Voltage sensor mutations differentially target misfolded K+ channel subunits to proteasomal and non-proteasomal disposal pathways.

作者信息

Myers Michael P, Khanna Rajesh, Lee Eun Jeon, Papazian Diane M

机构信息

Department of Physiology and Molecular Biology Institute, David Geffen School of Medicine, University of California at Los Angeles, Box 951751, Los Angeles, CA 90095-1751, USA.

出版信息

FEBS Lett. 2004 Jun 18;568(1-3):110-6. doi: 10.1016/j.febslet.2004.05.023.
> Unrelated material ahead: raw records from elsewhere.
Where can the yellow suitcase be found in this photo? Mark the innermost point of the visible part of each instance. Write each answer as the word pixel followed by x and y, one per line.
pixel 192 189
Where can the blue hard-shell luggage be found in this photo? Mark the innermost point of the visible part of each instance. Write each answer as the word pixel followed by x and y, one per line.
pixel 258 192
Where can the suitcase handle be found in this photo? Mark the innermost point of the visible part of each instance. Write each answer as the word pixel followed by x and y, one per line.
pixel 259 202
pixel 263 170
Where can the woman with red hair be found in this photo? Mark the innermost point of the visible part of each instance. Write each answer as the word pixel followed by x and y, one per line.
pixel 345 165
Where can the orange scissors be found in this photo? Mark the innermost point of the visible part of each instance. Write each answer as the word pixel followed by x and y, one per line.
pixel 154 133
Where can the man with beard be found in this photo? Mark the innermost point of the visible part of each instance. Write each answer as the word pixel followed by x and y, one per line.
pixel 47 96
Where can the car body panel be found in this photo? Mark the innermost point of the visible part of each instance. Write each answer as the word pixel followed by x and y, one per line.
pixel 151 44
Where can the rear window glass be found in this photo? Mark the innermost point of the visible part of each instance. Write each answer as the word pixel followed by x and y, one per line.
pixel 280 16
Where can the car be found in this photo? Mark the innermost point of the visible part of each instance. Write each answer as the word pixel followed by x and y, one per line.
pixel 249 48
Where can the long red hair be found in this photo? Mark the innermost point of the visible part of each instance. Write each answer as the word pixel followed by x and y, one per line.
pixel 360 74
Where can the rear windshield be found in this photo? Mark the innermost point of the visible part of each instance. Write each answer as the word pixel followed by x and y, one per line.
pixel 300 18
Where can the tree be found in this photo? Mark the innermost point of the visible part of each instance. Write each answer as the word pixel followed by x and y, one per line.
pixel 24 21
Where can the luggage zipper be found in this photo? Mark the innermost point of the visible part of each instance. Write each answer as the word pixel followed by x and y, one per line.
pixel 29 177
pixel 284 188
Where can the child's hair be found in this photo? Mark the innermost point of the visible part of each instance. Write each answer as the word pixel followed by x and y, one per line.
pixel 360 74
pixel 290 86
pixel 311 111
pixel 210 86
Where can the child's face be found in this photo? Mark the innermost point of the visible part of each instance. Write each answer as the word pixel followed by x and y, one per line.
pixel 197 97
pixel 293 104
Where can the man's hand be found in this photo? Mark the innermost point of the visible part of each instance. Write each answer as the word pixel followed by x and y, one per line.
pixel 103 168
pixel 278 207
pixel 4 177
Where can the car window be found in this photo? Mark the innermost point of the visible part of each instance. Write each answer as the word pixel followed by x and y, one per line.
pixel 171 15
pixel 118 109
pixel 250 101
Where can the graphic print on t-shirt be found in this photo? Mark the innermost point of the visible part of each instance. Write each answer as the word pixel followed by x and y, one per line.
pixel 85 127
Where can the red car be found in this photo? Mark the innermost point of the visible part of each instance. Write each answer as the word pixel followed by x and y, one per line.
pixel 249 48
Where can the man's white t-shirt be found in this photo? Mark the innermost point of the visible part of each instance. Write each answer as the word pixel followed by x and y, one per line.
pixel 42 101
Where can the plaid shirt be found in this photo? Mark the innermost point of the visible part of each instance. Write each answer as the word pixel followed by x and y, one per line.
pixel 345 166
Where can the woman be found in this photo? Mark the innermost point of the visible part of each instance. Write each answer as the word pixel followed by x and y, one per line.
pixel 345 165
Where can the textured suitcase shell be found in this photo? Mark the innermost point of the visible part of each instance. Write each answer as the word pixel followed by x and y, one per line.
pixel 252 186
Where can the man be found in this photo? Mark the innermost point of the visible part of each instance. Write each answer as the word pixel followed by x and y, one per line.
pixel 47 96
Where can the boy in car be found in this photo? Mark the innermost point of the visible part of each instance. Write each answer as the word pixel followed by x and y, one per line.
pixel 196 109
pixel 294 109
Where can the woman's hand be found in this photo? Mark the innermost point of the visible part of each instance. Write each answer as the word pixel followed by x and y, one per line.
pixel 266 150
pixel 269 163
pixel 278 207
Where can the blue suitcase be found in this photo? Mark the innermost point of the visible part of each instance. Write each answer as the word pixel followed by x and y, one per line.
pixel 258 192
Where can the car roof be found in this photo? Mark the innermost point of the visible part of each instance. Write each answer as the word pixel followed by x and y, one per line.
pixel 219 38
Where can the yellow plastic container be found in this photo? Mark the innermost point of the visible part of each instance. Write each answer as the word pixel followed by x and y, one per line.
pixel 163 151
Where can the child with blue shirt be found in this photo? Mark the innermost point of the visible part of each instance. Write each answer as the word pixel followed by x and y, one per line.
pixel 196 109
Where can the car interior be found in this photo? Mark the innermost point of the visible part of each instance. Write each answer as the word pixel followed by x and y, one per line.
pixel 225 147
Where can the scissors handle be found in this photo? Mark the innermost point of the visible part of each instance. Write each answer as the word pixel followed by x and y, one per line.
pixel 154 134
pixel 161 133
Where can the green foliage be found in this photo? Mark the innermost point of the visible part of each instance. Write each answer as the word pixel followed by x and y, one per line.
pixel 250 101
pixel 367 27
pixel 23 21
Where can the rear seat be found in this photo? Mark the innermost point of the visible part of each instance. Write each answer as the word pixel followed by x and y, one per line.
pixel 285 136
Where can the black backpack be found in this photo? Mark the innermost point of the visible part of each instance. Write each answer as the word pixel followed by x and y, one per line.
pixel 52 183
DOI:10.1016/j.febslet.2004.05.023
PMID:15196930
原文链接:https://pmc.ncbi.nlm.nih.gov/articles/PMC3101709/
Abstract

In Shaker K(+) channels, formation of an electrostatic interaction between two charged residues, D316 and K374 in transmembrane segments S3 and S4, respectively, is a key step in voltage sensor biogenesis. Mutations D316K and K374E disrupt formation of the voltage sensor and lead to endoplasmic reticulum retention. We have now investigated the fates of these misfolded proteins. Both are significantly less stable than the wild-type protein. D316K is degraded by cytoplasmic proteasomes, whereas K374E is degraded by a lactacystin-insensitive, non-proteasomal pathway. Our results suggest that the D316K and K374E proteins are misfolded in recognizably different ways, an observation with implications for voltage sensor biogenesis.

摘要

在震颤器钾离子通道中,跨膜片段S3中的带负电残基D316与跨膜片段S4中的带正电残基K374之间形成静电相互作用,是电压传感器生物合成的关键步骤。D316K和K374E突变会破坏电压传感器的形成,并导致内质网滞留。我们现在研究了这些错误折叠蛋白的命运。两者的稳定性均明显低于野生型蛋白。D316K被细胞质蛋白酶体降解,而K374E则通过对乳胞素不敏感的非蛋白酶体途径降解。我们的结果表明,D316K和K374E蛋白以明显不同的方式错误折叠,这一观察结果对电压传感器生物合成具有重要意义。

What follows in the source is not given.